La escritora Diane Wei Liang, quien
pasó parte de su infancia en un campo de trabajo en una remota región de China
durante la Revolución Cultural, muestra un episodio revelador en una de sus
novelas. La protagonista, la señorita Mei, conversa con un simpático taxista,
quien le cuenta de sus sacrificios para lograr que su hija estudie en una
costosa universidad. Mei le comenta que ella logró estudiar cuando la
universidad era gratuita, a lo que el taxista responde señalando el pequeño
retrato de Mao Zedong que cuelga del retrovisor: “Por eso llevo esto. Las cosas
eran diferentes cuando el Presidente Mao estaba vivo”. Ante aquello Mei se
pregunta: “¿Cómo era posible que gente que había sobrevivido a algunos de los
peores movimientos políticos de Mao siguiera idolatrándolo hoy en día, como si
hubiera sido su protector y salvador?”
¿Cuán diferente es lo que cuenta Wei
Liang a los altares de Hugo Chávez que pueden observarse en Venezuela, y que
quizá sobrevivan al control político de sus herederos?
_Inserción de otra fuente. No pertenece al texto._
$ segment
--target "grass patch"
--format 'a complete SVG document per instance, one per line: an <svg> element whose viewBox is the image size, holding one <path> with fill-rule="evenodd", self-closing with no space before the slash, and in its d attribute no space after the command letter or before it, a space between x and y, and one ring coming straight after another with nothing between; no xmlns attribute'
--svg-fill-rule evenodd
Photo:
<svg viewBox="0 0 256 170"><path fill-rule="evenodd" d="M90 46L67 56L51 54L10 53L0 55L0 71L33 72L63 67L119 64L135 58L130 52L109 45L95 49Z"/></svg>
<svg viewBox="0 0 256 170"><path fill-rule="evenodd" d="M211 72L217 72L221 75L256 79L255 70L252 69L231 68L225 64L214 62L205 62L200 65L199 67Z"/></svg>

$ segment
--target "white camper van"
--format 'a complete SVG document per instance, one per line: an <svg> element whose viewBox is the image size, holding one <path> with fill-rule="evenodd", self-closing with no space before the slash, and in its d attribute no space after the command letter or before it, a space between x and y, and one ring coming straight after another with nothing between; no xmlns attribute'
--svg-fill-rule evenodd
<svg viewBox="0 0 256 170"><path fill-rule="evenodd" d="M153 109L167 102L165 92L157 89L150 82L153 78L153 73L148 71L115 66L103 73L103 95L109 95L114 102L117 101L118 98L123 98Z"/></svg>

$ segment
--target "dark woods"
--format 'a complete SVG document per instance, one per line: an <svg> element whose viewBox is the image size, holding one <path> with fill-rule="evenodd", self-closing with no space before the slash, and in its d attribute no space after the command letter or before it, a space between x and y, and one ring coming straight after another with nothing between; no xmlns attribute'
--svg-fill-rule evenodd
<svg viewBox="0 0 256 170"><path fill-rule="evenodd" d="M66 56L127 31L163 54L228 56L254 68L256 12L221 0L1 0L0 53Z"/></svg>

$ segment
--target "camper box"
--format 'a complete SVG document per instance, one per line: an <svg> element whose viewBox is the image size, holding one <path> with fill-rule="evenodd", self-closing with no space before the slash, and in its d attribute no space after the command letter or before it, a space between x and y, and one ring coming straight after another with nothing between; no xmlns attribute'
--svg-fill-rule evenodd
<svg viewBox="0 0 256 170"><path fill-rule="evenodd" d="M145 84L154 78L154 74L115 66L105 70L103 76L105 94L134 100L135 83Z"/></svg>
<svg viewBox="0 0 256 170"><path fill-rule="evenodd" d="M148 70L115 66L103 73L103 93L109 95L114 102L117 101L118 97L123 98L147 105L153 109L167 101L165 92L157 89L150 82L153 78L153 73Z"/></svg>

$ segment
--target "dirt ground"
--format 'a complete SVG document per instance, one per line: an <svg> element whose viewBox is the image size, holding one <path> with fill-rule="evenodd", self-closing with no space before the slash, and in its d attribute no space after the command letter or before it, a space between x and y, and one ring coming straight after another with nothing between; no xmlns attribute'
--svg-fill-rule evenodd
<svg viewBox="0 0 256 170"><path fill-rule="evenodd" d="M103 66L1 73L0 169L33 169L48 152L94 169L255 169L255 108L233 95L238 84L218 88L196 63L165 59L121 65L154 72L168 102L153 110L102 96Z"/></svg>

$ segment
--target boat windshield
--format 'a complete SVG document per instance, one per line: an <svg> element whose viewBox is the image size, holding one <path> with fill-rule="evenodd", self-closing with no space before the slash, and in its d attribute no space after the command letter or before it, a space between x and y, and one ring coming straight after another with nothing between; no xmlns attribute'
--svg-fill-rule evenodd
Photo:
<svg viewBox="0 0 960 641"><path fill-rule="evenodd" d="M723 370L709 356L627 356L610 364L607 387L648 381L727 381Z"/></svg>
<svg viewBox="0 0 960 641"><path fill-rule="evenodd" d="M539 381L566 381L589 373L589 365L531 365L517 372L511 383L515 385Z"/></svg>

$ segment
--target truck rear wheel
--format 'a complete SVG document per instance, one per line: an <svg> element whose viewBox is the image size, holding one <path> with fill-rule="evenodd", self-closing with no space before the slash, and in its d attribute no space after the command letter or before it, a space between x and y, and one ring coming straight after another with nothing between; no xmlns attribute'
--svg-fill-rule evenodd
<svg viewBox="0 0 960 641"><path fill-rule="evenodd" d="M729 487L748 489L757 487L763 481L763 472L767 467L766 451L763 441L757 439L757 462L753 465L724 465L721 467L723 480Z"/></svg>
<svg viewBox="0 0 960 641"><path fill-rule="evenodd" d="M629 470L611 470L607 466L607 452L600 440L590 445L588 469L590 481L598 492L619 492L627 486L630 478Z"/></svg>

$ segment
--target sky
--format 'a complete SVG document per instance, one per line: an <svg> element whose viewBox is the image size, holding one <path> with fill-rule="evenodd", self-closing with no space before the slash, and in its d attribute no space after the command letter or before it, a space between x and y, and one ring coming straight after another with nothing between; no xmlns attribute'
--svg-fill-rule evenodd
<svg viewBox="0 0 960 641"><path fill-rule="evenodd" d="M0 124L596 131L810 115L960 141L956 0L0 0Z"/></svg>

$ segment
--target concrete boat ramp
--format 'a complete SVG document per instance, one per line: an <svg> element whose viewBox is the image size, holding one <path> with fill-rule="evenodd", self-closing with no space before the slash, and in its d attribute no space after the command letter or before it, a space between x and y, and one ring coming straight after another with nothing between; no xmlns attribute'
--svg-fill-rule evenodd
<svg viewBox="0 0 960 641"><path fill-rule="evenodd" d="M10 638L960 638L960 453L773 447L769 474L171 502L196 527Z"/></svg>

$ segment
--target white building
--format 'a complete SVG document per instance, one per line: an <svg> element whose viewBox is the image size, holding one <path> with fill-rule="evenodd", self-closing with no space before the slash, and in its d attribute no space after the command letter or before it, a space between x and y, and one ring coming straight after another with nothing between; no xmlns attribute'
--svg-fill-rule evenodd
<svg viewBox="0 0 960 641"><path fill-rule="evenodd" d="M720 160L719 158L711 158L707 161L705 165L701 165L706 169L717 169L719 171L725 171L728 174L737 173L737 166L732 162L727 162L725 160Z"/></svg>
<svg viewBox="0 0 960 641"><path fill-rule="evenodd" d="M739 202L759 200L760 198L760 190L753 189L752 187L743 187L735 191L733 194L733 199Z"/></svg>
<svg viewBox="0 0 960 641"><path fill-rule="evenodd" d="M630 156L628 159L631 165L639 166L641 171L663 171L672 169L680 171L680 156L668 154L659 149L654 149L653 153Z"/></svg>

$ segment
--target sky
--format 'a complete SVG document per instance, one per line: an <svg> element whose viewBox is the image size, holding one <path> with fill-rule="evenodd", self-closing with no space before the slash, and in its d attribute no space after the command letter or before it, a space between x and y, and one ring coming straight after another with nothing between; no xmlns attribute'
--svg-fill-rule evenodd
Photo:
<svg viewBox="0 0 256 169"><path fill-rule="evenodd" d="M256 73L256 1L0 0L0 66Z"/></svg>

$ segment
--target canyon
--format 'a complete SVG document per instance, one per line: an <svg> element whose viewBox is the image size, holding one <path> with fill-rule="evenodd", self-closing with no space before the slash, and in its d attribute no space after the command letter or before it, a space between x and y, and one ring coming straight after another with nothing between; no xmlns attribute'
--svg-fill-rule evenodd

Hoy más que nunca es necesario
comprender la filigrana de las motivaciones electorales de los votantes que
prefieren las ideas populistas. Por ello, por favor, no se tomen en serio la
perorata sobre la necrofilia ideológica del señor Naím, y comiencen por leer el
artículo publicado en 2013 por Daron Acemoglu, Georgy Egorov y Konstantin
Sonin, que se titula “Una teoría política del populismo”.
Pavel Gómez es economista y profesor de estrategia en la
universidad Adolfo Ibañez de Chile. Ha sido catedrático del IESA.